Even that was a stretch until I worked out the game's big climax. They gained this rapid advancement rate by creating a creature called Intellect. Intellect was a nation-wide social engineering program. They sought out the most brilliant scientists and overall geniuses, arrested them, and eventually merged all of them into one being. A decade later, I have to admit I have no idea how they started this process, but here we are. As the years passed, they continued this, sacrificing hundreds or thousands of super-geniuses into the collective mind of Intellect, which was forced to advanced technology several times faster than all of Earth's scattered intellects could. Of course, in the climax, Intellect goes insane, destroys its masters (or any left after the party killed most of them in boss fights,) and tries to conquer the world, so the party kills it. Hey, it's not a Jesus allegory, but it would do.

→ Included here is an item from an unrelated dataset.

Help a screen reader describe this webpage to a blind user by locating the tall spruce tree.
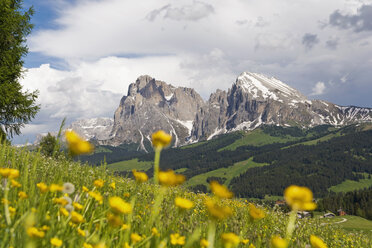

I actually was a little proud of this game. The villain's plot revolved around splitting its army into different combat units, each with its own theme. They would separately attack each empire but randomly spare certain parts, leading to accusations of treason between each nation and within as well. Meanwhile the Dark Banner itself was not unified, especially in the machinations of their spymistress. And there were even branching story paths, including if the party can return home and stop the earth elemental in time, and multiple possible new party members, which admittedly mostly came from the party I used to beat Final Fantasy Tactics the first time. There are ideas everywhere!

So what have I learned from this project? Well, I learned the sad truth that you can't write "this game has intrigue!" without getting in to more detail about how that intrigue will play out. I learned that interest is often difficult to maintain, though if I had this idea today, who knows how it would have played out? And nonetheless, I learned that every idea is a lead to another. Every past character or concept may very well be just what the next idea needs. And hell, if I ever get into a company that's looking for some new strategy-based IP, I know how that meeting will go (unless they read this blog, I guess.)

1 comment:

Bridgett said...

I never let go of my ideas, either:-) I always try to turn my work, however bad it is, into something improved. I just hate letting things go without trying to solve the problem.

I've never played these games you talk about here, but of course I know of them, since they're incredibly popular.